Le raisonnement mérite d'être lu, parce qu'il dit exactement ce qu'est une mesure superprovisionnelle. L'art. 268 al. 1 CPC permet de modifier ou de révoquer des mesures provisionnelles lorsqu'il s'avère par la suite qu'elles étaient injustifiées. Et le Tribunal précise : comme le juge doit se contenter de la vraisemblance pour son prononcé provisoire, des éléments dont ni lui ni la partie n'avaient connaissance peuvent être avancés après coup. Il ne s'agit pas de faits nouveaux, mais de ce que l'on en sait.
Sur le fond, le Tribunal rappelle une évidence que la requête adverse avait soigneusement contournée : le locataire a le droit d'héberger son conjoint, son partenaire, son concubin, ses enfants et d'autres proches, et cet hébergement n'est pas une sous-location. Il cite Lachat, puis Lachat et Grobet Thorens.

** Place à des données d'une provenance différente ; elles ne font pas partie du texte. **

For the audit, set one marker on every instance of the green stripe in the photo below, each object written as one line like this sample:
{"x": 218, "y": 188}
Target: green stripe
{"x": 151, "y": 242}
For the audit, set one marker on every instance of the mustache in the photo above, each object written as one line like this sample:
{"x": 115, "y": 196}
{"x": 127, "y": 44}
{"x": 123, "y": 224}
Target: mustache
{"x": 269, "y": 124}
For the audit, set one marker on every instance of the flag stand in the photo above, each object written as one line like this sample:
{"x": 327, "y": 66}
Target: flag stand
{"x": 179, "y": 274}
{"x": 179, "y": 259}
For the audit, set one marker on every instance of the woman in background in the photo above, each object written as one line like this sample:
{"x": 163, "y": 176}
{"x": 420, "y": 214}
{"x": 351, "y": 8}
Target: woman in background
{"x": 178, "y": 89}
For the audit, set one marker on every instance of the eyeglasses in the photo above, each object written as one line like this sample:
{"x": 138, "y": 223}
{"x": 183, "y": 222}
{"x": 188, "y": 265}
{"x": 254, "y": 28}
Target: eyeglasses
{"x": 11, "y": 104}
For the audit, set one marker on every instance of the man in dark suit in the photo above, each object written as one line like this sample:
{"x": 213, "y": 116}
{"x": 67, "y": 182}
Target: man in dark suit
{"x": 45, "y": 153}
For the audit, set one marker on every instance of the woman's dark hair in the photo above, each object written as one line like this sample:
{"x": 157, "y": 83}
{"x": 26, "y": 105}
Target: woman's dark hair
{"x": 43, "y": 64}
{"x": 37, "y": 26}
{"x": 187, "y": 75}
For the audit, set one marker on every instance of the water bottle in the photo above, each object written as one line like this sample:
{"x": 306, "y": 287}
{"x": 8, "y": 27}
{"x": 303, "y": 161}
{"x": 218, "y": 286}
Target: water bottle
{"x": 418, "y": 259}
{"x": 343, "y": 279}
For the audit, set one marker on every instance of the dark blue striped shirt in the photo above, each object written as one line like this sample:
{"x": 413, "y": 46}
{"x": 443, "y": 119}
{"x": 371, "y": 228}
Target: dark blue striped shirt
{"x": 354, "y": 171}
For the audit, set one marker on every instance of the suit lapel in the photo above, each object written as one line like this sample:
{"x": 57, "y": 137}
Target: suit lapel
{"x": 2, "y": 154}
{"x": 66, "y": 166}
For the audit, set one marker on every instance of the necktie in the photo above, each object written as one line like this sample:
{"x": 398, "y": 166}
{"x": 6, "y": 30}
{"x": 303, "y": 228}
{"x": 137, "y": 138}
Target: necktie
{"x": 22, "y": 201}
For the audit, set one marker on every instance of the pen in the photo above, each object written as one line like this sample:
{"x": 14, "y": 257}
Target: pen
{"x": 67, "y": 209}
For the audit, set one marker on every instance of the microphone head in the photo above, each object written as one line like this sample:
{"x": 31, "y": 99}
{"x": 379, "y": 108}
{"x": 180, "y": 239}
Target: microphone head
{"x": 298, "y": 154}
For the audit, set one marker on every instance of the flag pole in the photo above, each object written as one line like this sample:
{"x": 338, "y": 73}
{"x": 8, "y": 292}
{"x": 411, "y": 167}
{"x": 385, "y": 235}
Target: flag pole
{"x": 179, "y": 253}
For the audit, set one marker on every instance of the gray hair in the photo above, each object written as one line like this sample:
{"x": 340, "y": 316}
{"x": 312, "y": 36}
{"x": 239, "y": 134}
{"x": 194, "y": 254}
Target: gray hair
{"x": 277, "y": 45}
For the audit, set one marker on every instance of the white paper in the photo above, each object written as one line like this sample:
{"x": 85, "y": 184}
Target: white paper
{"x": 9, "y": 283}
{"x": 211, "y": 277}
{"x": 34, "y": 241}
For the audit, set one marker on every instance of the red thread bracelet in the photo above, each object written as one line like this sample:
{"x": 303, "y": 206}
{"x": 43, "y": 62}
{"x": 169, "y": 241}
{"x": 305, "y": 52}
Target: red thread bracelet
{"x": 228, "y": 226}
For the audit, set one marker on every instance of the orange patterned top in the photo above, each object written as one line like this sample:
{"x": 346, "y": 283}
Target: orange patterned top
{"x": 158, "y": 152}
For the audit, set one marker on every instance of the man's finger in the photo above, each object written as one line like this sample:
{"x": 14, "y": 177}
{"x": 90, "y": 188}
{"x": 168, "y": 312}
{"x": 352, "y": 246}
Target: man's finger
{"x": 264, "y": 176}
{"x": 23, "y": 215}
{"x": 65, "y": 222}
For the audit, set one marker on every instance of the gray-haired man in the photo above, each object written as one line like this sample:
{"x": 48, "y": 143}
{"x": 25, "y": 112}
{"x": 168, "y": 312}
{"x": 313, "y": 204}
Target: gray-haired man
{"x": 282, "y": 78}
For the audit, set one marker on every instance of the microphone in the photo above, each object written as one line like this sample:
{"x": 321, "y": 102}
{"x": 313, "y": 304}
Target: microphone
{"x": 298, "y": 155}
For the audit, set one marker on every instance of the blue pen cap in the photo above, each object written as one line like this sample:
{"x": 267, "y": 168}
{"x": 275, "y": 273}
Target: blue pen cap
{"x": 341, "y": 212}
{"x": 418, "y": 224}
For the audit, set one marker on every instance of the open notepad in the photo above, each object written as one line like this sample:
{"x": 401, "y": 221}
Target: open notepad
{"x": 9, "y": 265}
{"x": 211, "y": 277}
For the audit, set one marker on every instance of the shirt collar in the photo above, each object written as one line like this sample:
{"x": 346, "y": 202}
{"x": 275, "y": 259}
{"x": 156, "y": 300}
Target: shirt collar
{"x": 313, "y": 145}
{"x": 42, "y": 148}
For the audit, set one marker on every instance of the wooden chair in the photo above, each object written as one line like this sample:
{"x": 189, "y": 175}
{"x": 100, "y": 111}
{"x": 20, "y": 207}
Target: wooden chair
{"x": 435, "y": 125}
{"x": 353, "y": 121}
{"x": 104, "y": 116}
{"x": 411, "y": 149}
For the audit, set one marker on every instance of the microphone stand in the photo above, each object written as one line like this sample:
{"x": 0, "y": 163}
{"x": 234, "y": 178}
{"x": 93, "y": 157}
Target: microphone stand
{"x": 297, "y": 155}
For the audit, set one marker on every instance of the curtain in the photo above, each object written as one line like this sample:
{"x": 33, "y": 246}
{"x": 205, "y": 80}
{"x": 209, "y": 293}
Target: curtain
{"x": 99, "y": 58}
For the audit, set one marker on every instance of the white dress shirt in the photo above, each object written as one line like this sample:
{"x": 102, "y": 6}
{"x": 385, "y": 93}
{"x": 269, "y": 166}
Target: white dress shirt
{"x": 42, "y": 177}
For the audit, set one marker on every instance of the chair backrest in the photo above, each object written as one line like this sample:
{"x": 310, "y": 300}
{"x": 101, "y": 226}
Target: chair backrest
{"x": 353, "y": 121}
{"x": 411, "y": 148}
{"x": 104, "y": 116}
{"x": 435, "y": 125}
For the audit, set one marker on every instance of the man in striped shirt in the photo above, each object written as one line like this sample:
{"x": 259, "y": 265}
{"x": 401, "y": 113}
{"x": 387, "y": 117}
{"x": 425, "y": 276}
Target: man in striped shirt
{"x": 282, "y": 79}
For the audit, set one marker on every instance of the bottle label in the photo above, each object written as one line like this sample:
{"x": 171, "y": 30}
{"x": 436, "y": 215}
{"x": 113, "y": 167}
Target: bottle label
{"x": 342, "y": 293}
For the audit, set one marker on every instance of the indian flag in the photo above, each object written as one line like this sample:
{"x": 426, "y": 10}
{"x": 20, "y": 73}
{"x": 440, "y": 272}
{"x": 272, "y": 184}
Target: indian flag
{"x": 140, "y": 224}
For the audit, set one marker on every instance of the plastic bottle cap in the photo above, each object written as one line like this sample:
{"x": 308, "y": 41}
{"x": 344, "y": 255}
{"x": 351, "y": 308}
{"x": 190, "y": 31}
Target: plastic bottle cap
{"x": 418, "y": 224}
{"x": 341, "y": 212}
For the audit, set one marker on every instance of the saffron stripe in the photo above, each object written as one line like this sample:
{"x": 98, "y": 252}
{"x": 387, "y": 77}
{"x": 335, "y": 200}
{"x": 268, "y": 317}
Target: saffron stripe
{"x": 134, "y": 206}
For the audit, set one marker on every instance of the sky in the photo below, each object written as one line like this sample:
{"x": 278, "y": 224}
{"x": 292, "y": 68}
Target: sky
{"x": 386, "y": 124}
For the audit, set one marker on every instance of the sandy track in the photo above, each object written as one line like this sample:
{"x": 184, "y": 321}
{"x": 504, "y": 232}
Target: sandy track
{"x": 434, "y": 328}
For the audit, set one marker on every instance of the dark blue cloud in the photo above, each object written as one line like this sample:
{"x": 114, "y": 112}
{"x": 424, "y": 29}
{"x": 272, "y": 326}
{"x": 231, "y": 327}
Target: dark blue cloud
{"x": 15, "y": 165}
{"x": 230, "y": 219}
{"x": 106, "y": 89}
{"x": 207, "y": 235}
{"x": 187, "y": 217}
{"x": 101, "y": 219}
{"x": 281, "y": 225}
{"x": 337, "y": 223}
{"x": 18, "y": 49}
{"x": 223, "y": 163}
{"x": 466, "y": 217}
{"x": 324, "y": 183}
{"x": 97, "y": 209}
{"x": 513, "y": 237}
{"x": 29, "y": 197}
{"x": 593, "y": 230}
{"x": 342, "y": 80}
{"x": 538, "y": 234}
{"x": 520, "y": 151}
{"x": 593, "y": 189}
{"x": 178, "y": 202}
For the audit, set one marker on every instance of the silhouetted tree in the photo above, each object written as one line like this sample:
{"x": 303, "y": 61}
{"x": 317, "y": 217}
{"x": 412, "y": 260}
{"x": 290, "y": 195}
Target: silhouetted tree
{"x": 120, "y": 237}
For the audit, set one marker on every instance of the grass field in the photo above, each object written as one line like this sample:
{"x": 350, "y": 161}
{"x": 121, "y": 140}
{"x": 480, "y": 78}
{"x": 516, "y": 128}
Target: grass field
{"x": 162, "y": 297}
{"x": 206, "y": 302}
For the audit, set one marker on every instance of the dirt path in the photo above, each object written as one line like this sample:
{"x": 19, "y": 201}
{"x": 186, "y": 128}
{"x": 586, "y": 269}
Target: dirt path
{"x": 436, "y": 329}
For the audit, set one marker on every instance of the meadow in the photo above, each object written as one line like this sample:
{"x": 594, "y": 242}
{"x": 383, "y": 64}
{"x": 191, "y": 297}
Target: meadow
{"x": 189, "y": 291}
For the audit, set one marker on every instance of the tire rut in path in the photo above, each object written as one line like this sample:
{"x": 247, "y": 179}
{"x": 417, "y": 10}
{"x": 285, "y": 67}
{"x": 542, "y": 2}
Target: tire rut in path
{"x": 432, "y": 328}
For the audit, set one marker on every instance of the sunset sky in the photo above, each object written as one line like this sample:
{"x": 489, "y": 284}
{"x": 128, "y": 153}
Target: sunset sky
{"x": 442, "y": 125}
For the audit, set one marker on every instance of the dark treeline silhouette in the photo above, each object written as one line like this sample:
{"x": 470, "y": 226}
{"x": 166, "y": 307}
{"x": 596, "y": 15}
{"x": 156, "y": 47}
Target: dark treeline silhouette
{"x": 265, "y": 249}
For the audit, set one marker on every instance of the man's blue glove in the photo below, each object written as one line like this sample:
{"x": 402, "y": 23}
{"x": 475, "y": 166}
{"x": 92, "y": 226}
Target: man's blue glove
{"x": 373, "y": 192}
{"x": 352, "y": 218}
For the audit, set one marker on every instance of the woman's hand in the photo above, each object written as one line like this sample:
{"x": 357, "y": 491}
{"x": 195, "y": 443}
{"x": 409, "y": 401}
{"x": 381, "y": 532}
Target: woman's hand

Puis il constate. Que Maria a hébergé Luciano non pas comme sous-locataire mais comme concubin. Que ses enfants l'ont confirmé. Que Luciano n'a produit aucune pièce justifiant du paiement d'un loyer. Et qu'il a lui-même indiqué ne pas disposer des clés de l'appartement, ce qui est une curieuse manière d'être locataire de sa chambre.
Les mesures du 23 avril sont révoquées. Mais le Tribunal rejette la requête pour le surplus : il ne prononce pas l'expulsion. Il relève que le trouble de la possession par un tiers perturbateur relève des juridictions ordinaires, et non du Tribunal des baux et loyers.
Autrement dit : Luciano n'a plus le droit d'y entrer par la force, mais il y est toujours. Il faut un second front.